Un second éditorial, publié en date du 30 décembre, après le suicide de Walder, était intitulé « Nous ne pouvons plus ignorer ». Le magazine y notait que si l’instinct pouvait pousser un grand nombre à garder le silence, « le silence est un échappatoire ».
« S’il y a des époques où il nous est interdit de tourner la page et de continuer à mener notre vie quotidienne comme si rien ne s’était passé – alors nous nous trouvons très exactement à l’une de ces époques », disait l’éditorial. « Oui : Il y a des choses qui n’ont jamais été rendues publiques au sein de la communauté haredi, ou dans un journal haredi.
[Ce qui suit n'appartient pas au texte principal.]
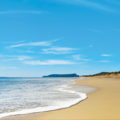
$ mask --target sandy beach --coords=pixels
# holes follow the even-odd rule
[[[1,120],[119,120],[120,119],[120,76],[86,77],[76,85],[91,86],[96,91],[88,98],[70,108],[18,115]]]

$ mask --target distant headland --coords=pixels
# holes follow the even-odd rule
[[[93,75],[83,75],[81,77],[94,77],[94,76],[120,76],[120,71],[117,72],[100,72]]]
[[[77,74],[51,74],[43,77],[79,77]]]
[[[93,75],[78,75],[76,73],[73,74],[50,74],[43,77],[94,77],[94,76],[120,76],[120,71],[118,72],[101,72]]]

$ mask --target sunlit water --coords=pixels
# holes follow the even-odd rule
[[[68,89],[69,84],[77,79],[0,78],[0,118],[76,104],[86,98],[86,94]]]

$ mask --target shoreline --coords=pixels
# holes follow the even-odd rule
[[[120,77],[86,77],[75,85],[91,86],[96,91],[88,94],[88,99],[70,108],[17,115],[1,120],[105,120],[120,119]]]
[[[82,79],[80,78],[80,80],[82,80]],[[91,88],[91,87],[86,88],[87,86],[83,86],[81,88],[79,86],[79,88],[75,90],[75,88],[76,88],[75,84],[77,81],[78,80],[71,81],[72,83],[70,82],[70,83],[62,85],[60,88],[58,88],[59,91],[63,91],[66,93],[72,93],[72,94],[76,94],[79,96],[79,98],[76,98],[75,100],[72,100],[71,102],[69,101],[67,104],[63,102],[62,104],[64,104],[64,106],[56,106],[53,108],[52,107],[48,107],[48,108],[47,107],[37,107],[37,108],[33,108],[33,109],[24,109],[21,111],[3,113],[0,115],[0,120],[9,119],[9,118],[14,117],[14,116],[24,116],[24,115],[30,115],[30,114],[36,114],[36,113],[42,114],[44,112],[51,112],[51,111],[67,109],[67,108],[70,108],[74,105],[79,104],[80,102],[82,102],[88,98],[87,93],[93,91],[94,88]],[[84,88],[84,90],[82,91],[83,88]],[[94,91],[95,91],[95,89],[94,89]]]

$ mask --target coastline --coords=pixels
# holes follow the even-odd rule
[[[97,88],[88,99],[67,109],[17,115],[0,120],[93,120],[120,119],[120,77],[86,77],[75,85]]]
[[[72,78],[71,78],[72,79]],[[81,80],[81,78],[79,78]],[[49,112],[49,111],[56,111],[56,110],[61,110],[61,109],[66,109],[69,107],[72,107],[79,102],[87,99],[87,92],[93,91],[93,88],[91,87],[80,87],[80,86],[75,86],[73,84],[76,83],[77,80],[72,80],[69,82],[65,82],[63,85],[60,85],[57,87],[57,90],[63,93],[68,93],[76,95],[71,96],[72,99],[68,99],[67,101],[56,101],[53,106],[46,106],[46,107],[36,107],[36,108],[31,108],[31,109],[23,109],[20,111],[14,111],[14,112],[8,112],[8,113],[2,113],[0,114],[0,119],[8,119],[11,118],[12,116],[19,116],[19,115],[29,115],[29,114],[35,114],[35,113],[43,113],[43,112]]]
[[[32,108],[32,109],[23,109],[21,111],[15,111],[15,112],[9,112],[9,113],[3,113],[0,115],[0,118],[7,118],[7,117],[11,117],[11,116],[18,116],[18,115],[27,115],[27,114],[34,114],[34,113],[43,113],[43,112],[49,112],[49,111],[56,111],[56,110],[61,110],[61,109],[66,109],[69,107],[72,107],[76,104],[78,104],[79,102],[87,99],[87,94],[83,93],[83,92],[79,92],[76,91],[74,89],[72,89],[73,85],[62,85],[62,87],[60,87],[58,90],[62,91],[62,92],[66,92],[66,93],[72,93],[72,94],[76,94],[79,96],[79,98],[76,98],[74,100],[71,101],[67,101],[67,102],[58,102],[58,104],[56,106],[47,106],[47,107],[37,107],[37,108]],[[69,88],[69,89],[68,89]],[[89,90],[87,91],[90,91]]]

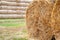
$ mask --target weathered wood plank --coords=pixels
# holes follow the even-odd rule
[[[18,6],[0,6],[3,10],[22,10],[25,11],[27,7],[18,7]]]
[[[8,2],[17,2],[16,0],[2,0],[2,1],[8,1]],[[21,3],[30,3],[32,2],[31,0],[18,0],[18,2],[21,2]]]
[[[14,15],[14,14],[0,14],[0,18],[25,18],[25,15]]]
[[[0,14],[25,14],[25,11],[14,10],[0,10]]]
[[[16,3],[16,2],[7,2],[7,1],[0,1],[1,5],[10,5],[10,6],[28,6],[29,3]]]

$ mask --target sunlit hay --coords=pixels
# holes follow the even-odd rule
[[[56,40],[60,40],[60,0],[56,0],[52,14],[54,20],[52,28],[54,28]]]
[[[35,0],[28,6],[26,13],[29,38],[34,40],[51,40],[51,13],[54,1]]]

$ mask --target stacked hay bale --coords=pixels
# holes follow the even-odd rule
[[[34,0],[30,4],[26,13],[29,40],[60,40],[59,5],[59,0]]]

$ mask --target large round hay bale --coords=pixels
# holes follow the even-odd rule
[[[35,0],[27,9],[26,21],[30,40],[53,40],[51,14],[55,0]]]
[[[29,40],[60,40],[60,0],[35,0],[27,9]]]

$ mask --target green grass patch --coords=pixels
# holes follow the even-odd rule
[[[26,38],[13,38],[13,40],[27,40]]]
[[[27,33],[27,30],[26,30],[26,29],[23,29],[22,32],[23,32],[23,33]]]
[[[0,26],[20,27],[25,26],[25,19],[0,19]]]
D’un autre côté, jamais la communauté n’avait dû faire face à une période d’une telle complexité, d’une telle difficulté, à une période aussi discutée et aussi irrépressible ».
L’éditorial affirmait que le public haredi devait permettre aux victimes « de réaliser qu’elle peuvent et qu’elles doivent partager leur douloureuse histoire et que nous, en tant que communauté, nous ne devons pas blâmer les victimes, Dieu nous en préserve… Nos cœurs sont avec vous. Nous vous soutenons et nous croyons ce que vous dites de manière inconditionnelle. Et nous ferons tout, en tant que communauté, pour construire pour vous un monde plus protégé et plus pur ».
Dans son édition anglaise, le magazine n’avait pas abordé le problème avant le suicide de Walder. Puis il avait publié une lettre ouverte, début janvier, écrite par le rabbin Aaron Lopiansky et intitulée « Pour cela, nous pleurons » (en anglais), appelant à défendre les victimes d’abus et à œuvrer en faveur d’un changement systémique dans manière de prendre en charge les agressions sexuelles.
Eli Paley, propriétaire et éditeur de Mishpacha, est également le fondateur et le président du Haredi Institute for Public Affairs. Et c’est en prenant en compte ces deux casquettes, dit-il, qu’il a décidé de la façon dont il allait réagir aux révélations édifiantes sur les abus commis par Walder.
« Nous avons décidé que même si notre politique en tant que publication, à l’origine, prévoit qu’il ne s’agit pas d’un sujet que nous partageons habituellement avec les lecteurs… il fallait que nous donnions notre point de vue puisque le débat ouvert était public. Parce qu’il y avait déjà un débat », a expliqué Paley au Times of Israel lors d’une conversation qui a eu lieu dans son bureau de Jérusalem, au mois de mars.
Une décision qui, selon Paley, « a reflété un positionnement très courageux parce qu’à ce stade, la norme, dans la société haredi » était l’omerta.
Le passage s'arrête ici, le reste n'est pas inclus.